When I finally looked across the table, my eye was drawn instantly to a woman a few rows back. I recognized her as one of the counterprotesters from three years earlier. Long dark hair. Sharp brown eyes. She had been part of the group that had surrounded me, grabbing for my signs, pushing and pressing in on me. It had been
her face, twisted in disgust, that had been screaming into mine while those two old women whispered in my ears. I felt my skin crawl, my stomach clenching as fear and betrayal surfaced again. Some of these people had attacked my family. What was I doing here?
But the woman’s face wasn’t vengeful now. It was splotchy with tears. As David began to call on audience members with questions, I was moved to find similar expressions on faces all over the room. Not angry. Mournful. They framed their questions with kindness. They offered forgiveness. Again and again, they expressed the hope that if we could change, then others could, too. Many would find Grace and me later, embrace after embrace, and tell us their stories of Westboro. Students with LGBT friends driven to self-harm by an atmosphere of intolerance we had fed. A twenty-something whose parents had forced him from his home when he’d come out as gay—“I know what it feels like to lose your family,” he said as he wrapped me in a bear hug. “You’re not alone.” A U.S. Marine who had witnessed Westboro’s presence at the funeral of his friend. It had been over a year, he told me, and still he had so much rage. He couldn’t turn on a dime and let it all go, but it helped him to understand. He believed he could find peace now.
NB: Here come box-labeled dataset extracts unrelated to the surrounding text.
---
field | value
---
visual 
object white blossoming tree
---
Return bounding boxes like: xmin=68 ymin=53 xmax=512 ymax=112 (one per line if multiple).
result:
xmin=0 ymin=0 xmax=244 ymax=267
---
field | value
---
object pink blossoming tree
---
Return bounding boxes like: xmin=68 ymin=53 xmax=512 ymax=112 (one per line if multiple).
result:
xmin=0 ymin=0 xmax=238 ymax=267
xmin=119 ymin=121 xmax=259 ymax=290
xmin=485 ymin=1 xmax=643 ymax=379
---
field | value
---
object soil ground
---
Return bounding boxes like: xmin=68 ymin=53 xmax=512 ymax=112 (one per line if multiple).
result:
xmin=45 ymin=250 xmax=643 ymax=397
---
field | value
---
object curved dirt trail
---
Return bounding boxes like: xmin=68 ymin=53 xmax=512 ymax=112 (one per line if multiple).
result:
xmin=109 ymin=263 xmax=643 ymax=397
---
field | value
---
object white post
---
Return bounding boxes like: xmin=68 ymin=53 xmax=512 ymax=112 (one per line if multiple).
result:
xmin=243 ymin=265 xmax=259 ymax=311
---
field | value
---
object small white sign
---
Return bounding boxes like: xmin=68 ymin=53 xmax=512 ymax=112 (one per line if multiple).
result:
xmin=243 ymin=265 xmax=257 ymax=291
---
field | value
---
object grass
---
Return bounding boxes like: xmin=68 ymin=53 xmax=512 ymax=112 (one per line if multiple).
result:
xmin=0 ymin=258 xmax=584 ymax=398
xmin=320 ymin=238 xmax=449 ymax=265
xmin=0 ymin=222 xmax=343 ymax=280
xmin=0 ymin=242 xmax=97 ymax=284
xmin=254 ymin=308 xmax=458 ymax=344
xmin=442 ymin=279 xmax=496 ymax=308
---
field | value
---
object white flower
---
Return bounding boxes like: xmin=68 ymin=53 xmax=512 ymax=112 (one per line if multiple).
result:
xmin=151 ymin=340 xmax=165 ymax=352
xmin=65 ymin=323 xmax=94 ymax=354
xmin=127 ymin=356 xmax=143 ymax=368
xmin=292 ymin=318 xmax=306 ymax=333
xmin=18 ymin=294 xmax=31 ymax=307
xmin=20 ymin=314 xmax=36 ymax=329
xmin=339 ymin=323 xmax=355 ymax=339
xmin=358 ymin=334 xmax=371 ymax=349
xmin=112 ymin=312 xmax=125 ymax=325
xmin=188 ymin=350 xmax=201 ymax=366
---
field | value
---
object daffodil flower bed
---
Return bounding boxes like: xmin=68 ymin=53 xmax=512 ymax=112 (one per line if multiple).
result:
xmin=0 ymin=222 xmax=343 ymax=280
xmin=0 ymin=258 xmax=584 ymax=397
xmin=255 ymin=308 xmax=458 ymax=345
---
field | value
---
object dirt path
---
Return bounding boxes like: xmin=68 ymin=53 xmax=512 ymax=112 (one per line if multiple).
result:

Most shocking of all would be the handful of apologies. Some had accosted me on Twitter, others outside the festival three years earlier. “I didn’t know,” they said. “I was angry. Next time, I’ll try to find a better way.”
“Just a few more questions, guys,” David said. “They’re gonna need this room for the next session soon.”
“What’s the most important thing you’ve learned since you’ve been here?” one girl asked. “And what do you hope will happen to the church?”
I had spent the week parsing Bible verses with David and Rabbi Yonah Bookstein, who ran the festival with his wife, Rachel, and I couldn’t help diving into the verse I had most fixated on. “One of the most mind-blowing things is how they understand the verse that says, ‘Love thy neighbor.’” I quoted the verses. Thou shalt not hate thy brother in thine heart: thou shalt in any wise rebuke thy neighbour, and not suffer sin upon him. Thou shalt not avenge, nor bear any grudge against the children of thy people, but thou shalt love thy neighbour as thyself.